Le gouvernement veut porter cet effectif à 100.000 bénéficiaires au cours de l’année, en coordination avec les différents départements et partenaires concernés. Ce choix s’inscrit dans une volonté de renforcer les parcours d’insertion pour les personnes sans diplôme, dont le nombre est estimé à près de 900.000 parmi les chômeurs.
Le programme couvre plusieurs secteurs, dont l’agriculture, la pêche maritime, l’artisanat, le tourisme et l’assistance médicale. À l’issue de leur formation, les bénéficiaires obtiennent un diplôme reconnu par l’État.
Le ministère a récemment revu la liste des métiers concernés par la formation professionnelle par apprentissage. Une décision publiée le 4 mai a arrêté 606 professions, avec pour chacune les compétences attendues, le contenu théorique et pratique du parcours et la durée de formation, fixée entre 6 et 22 mois selon la spécialité.
Le soutien annuel accordé aux établissements et entreprises accueillant des apprentis a également été relevé à 5.000 dirhams par bénéficiaire. Cette enveloppe doit contribuer à couvrir les frais de formation et les matières premières utilisées dans le cadre de l’apprentissage.
Le programme a aussi été élargi sur le plan de l’âge. La limite a été portée à 50 ans, afin d’ouvrir l’accès à des catégories jusque-là exclues, notamment des femmes actives dans les coopératives.
Younes Sekkouri a par ailleurs évoqué le bilan du dialogue social, en mettant en avant une mobilisation de plus de 49 milliards de dirhams.
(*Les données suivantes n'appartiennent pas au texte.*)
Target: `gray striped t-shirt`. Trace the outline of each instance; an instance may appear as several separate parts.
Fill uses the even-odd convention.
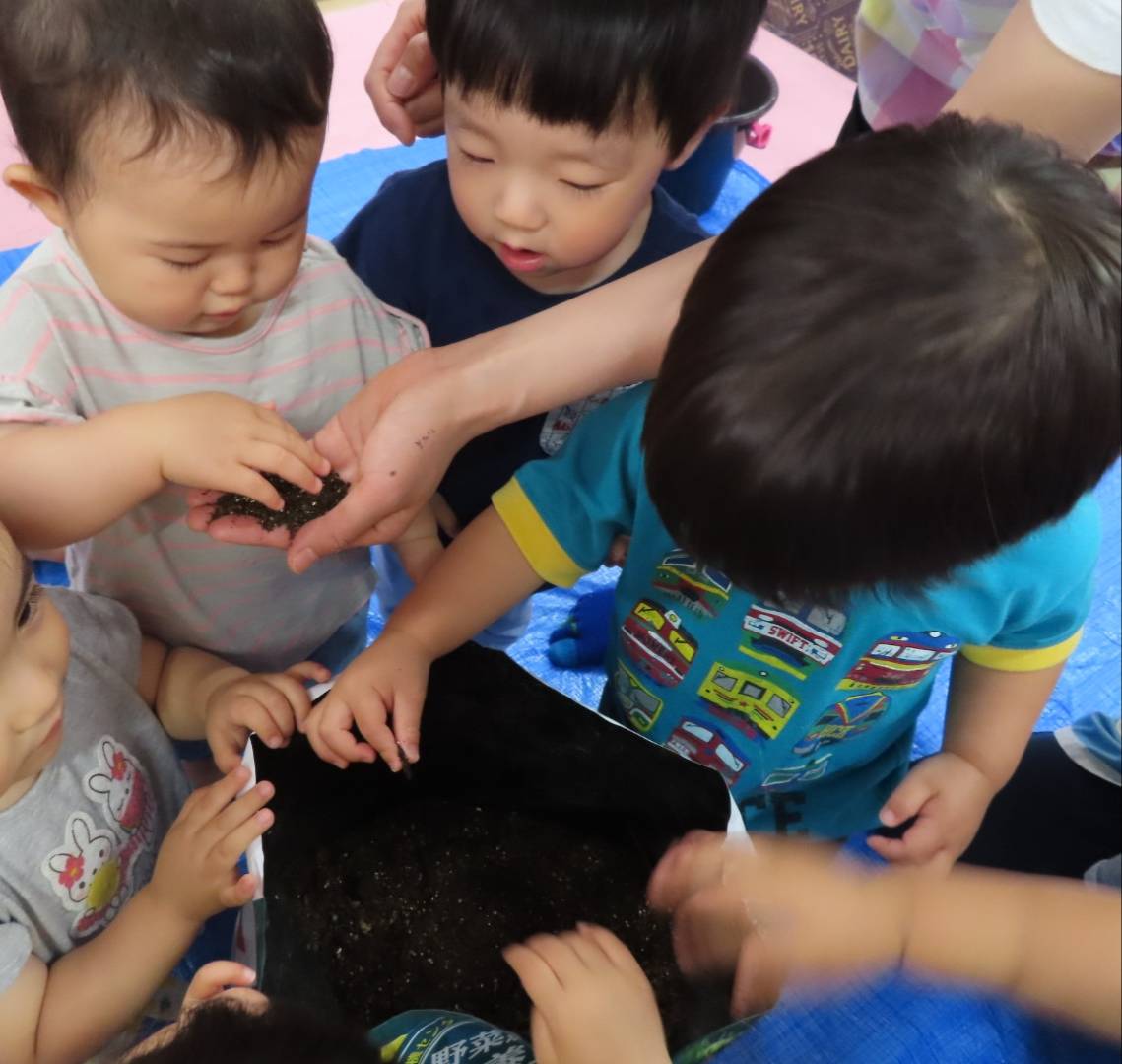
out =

Selon lui, les différents rounds ont permis d’améliorer les revenus de plus de 4,25 millions de fonctionnaires et salariés.
Le ministre a cité la hausse d’environ 20 % du SMIG dans le secteur non agricole, passé de 2.800 dirhams au début du mandat à près de 3.400 dirhams actuellement, ainsi que l’augmentation du SMAG d’environ 530 dirhams. Il a également rappelé l’augmentation générale des salaires de 1.000 dirhams en deux tranches et la révision de l’impôt sur le revenu, qui aurait généré un gain moyen de 400 dirhams par mois pour les classes moyennes.
Les dialogues sectoriels ont aussi été présentés comme un levier d’avancées pour plusieurs catégories de fonctionnaires, notamment dans l’enseignement, avec environ 330.000 bénéficiaires. Le ministre a enfin évoqué le projet de loi modifiant le Code du travail, qui prévoit notamment de réduire le temps de travail des agents de sécurité de 12 à 8 heures par jour, ainsi que les nouveautés liées au statut des inspecteurs du travail.